Ali also shares that when they started, “Statement shirts weren’t as popular – graphic tees were [the ones] gaining traction at the time – so it was the perfect time to come in and bring [statement shirts] back.”

But what really makes these shirts click with the market are their designs. Ali, who writes all the lines for the products, says he finds inspiration in, “small observations of Filipino behaviour, Filipino culture, Filipino lingo […] actually, it’s not a unique experience, it’s a common experience. That’s why it’s very relatable, because it’s not a new experience. It’s just packaged in a creative way.”

Together, Ali and Panch have come up with over 500 designs, all of which are posted online and some of which have been turned into shirts. Their goal in making these puns are for the lines to be words to live by – akin to the salawikain we all learned back in our Buwan ng Wika schooldays.
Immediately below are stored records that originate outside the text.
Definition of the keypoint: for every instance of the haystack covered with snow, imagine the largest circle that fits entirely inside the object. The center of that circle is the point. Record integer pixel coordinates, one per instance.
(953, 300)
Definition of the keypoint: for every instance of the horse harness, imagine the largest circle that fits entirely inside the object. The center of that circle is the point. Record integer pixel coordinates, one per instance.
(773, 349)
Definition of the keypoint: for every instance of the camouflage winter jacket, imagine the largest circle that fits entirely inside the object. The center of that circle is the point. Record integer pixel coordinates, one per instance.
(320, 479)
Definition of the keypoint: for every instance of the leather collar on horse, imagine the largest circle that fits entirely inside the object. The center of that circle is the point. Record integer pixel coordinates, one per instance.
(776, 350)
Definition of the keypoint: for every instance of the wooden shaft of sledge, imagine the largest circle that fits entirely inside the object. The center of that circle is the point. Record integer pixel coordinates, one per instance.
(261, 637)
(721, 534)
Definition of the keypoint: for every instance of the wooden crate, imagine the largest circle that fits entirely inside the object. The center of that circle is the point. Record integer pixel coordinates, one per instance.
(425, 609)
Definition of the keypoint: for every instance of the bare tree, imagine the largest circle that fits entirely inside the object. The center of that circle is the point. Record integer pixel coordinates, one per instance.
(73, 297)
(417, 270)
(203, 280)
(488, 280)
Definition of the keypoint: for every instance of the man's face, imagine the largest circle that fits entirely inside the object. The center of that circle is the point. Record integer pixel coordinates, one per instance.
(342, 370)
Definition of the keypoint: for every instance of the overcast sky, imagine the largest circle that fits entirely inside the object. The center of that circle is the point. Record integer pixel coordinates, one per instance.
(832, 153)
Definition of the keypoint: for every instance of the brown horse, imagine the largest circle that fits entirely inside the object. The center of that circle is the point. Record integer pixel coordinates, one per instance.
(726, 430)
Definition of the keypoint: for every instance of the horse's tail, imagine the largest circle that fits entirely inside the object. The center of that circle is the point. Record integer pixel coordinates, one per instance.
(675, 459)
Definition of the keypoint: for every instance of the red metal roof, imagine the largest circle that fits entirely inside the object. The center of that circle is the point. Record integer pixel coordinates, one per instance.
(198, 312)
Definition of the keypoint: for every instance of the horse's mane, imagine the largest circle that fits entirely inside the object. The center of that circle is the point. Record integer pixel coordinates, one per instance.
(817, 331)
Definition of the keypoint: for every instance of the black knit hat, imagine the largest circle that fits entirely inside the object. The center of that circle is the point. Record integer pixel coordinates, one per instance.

While most of the lines don’t cater specifically to any generation, there are a few that come from contemporary pop culture. Ali shares, “We also try to define this generation through common experiences – ‘bes’, ‘squad goals’, hashtag culture – those are very now concepts, so in a way Linya-Linya is like a stamp, portraying this generation and this time.”

Panch adds, “Of course, we also have to adjust as time goes on. We have to be hip in any way. That’s the challenge moving forward.”

And despite the common belief, it’s not an easy challenge. Nowadays, for something to be entertaining it’s not enough for it to be funny, attractive or straightforward – the key characteristic is for a product to be relatable. Fortunately, Linya-Linya seems to have that covered, and the boys have no intention of stopping now that they have their niche.

On finding something that clicks and capitalizing on that, Jim shares, “It starts with something you have to believe in, because if you don’t believe in it, it’ll be a million times harder to push it to someone, or to convince someone to like it.”

Panch adds, “It’s hard enough to [make these lines and artworks] on a consistent basis. What more if you’re doing it every day? Sometimes you feel it becomes mechanical. So how are you going to move forward, how are you going to get over that slump, if you lack the core [idea] that you like this, you believe in what you’re doing?”

And finally, Ali closes with a shirt-worthy pun: “Ang business, parang pag-ibig. Kung hindi ka naniniwala talaga sa kanya, ‘wag mo na ituloy. Then kung hindi mo paghihirapan, wala ring mangyayari.”